Aslen bir çizgi roman uyarlaması olan dizinin konusu alelade bir zombi filminden/dizisinden çok da farklı değil aslında: Görevdeyken vurulan ve günlerce bilinçsiz kaldıktan sonra bir gün hastanede gözlerini açan polis memuru Rick Grimes (Andrew Lincoln), ailesini bulmak için evine gitmeye karar veriyor, fakat hastaneden dışarı çıktığında bilincini yitirdiği günler boyunca her şeyin değiştiğini ve dünyanın “yürüyen ölüler”in işgali altında olduğunu fark ediyor (Dizi konu itibarı ile “28 Days Later”ı andırıyor, evet).

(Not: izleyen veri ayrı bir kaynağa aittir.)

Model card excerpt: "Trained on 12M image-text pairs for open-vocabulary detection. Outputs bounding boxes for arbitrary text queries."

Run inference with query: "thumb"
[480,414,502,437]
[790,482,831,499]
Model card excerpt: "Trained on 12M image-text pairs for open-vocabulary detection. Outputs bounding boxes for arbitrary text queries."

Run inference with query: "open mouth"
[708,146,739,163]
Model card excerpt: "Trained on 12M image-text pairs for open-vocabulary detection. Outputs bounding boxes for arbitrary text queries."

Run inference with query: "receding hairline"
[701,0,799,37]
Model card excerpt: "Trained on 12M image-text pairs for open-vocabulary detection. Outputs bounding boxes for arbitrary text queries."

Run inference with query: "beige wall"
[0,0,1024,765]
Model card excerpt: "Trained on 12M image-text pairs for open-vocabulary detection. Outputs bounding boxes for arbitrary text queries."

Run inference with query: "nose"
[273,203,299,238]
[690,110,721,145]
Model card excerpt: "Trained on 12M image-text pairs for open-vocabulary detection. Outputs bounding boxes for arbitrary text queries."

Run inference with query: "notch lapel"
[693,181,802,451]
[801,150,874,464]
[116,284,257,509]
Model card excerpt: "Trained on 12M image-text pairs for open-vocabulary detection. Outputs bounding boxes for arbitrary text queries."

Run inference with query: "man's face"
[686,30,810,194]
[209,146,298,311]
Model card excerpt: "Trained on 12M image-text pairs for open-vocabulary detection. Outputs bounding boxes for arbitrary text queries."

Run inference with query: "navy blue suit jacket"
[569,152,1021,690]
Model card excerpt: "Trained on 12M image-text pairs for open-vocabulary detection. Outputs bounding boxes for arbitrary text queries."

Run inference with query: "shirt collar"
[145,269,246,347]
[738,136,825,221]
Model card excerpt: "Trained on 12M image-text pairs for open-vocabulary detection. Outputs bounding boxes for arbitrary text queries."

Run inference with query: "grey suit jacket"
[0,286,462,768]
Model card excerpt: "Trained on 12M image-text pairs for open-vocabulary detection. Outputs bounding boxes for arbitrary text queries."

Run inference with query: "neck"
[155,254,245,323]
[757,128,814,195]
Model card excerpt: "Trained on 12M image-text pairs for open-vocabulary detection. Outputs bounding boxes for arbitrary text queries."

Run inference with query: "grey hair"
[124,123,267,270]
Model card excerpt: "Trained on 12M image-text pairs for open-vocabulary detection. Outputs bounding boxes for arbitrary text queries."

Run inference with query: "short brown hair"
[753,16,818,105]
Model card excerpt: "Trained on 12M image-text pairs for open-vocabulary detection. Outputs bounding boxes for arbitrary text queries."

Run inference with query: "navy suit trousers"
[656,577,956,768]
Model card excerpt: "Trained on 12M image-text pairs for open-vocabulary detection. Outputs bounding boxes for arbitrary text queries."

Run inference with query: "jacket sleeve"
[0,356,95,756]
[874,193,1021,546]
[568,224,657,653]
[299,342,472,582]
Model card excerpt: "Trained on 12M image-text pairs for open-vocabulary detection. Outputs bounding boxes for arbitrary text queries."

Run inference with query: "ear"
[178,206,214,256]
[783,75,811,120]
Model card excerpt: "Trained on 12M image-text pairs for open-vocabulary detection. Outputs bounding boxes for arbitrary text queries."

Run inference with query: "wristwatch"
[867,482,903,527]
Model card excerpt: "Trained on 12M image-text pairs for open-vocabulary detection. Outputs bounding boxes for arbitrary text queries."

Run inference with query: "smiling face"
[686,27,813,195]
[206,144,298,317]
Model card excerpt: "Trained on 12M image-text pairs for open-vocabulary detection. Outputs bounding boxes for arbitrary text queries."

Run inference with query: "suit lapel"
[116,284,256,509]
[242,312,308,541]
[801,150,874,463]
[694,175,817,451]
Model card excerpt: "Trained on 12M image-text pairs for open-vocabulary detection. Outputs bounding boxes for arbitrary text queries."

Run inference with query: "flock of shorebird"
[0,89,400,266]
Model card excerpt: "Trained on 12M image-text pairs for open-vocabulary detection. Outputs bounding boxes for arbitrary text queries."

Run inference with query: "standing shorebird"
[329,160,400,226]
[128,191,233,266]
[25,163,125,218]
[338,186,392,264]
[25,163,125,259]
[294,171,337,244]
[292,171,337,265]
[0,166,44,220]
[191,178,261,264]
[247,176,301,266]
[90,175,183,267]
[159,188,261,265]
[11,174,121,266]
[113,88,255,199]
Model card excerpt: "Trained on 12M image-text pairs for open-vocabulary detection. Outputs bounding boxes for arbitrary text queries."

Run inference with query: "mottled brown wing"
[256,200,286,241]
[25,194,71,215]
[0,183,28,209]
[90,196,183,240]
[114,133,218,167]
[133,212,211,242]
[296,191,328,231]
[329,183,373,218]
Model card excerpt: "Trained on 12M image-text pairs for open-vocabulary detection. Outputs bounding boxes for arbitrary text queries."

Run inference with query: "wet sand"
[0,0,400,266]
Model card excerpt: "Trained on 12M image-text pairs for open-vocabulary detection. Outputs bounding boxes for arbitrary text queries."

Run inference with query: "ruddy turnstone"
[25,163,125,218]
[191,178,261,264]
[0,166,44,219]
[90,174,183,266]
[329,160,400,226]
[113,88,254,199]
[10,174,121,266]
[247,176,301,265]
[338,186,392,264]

Evine varabildiğinde karısı ve oğlunun evi terk ettiğini görse de onların hâlâ hayatta olduklarına dair inancını yitirmeyen Rick, Morgan Jones (Lennie James) ve oğlu Duane (Adrian Kali Turner) ile karşılaşıyor. Hayatta kalmayı başarmış olan Morgan, Rick’e Atlanta’da bir sığınma merkezi olduğunu düşündüğünü belirtiyor ve Rick de karısı ve oğlunu bulma umuduyla bulduğu bir atla yola çıkıyor. Atlanta’ya nihayet vardığındaysa işlerin umduğu gibi gitmediğini fark ediyor…
Dizi yine teknik bağlamda çok iyi ve bir zombi öyküsünün verebileceği atmosferi hakkıyla vermeyi başarmış. Hikaye olarak da (bazılarına göre yer yer sıkıcılaşsa da) gayet etkileyici. Bölümün ikinci yarısındaki kilise sahnesiyle ilgili birtakım eleştiriler peydah oldu, tabii. Ancak bana göre din metaforu cesurca ve çok başarılı bir biçimde kullanılmış: Bağnazlığın insanları nasıl adeta bir zombiye dönüştürebileceğini anlatan mecaz da, Rick’in Tanrı’dan bir işaret diledikten sonra oğlu Carl’la (Chandler Riggs) gördüğü geyiği bir işaret olarak algılaması ve akabinde gelen sahne da inanılmaz.
Sonuç olarak, ilk sezonun ilk bölümü kadar olmasa da bayağı iyi bir bölümle açılış yaptı “The Walking Dead”. Bu sezon daha uzun süreceği için de zombilere bu kez doyacağımızın ve güzel bir sezon izleyeceğimizin sinyallerini veriyor.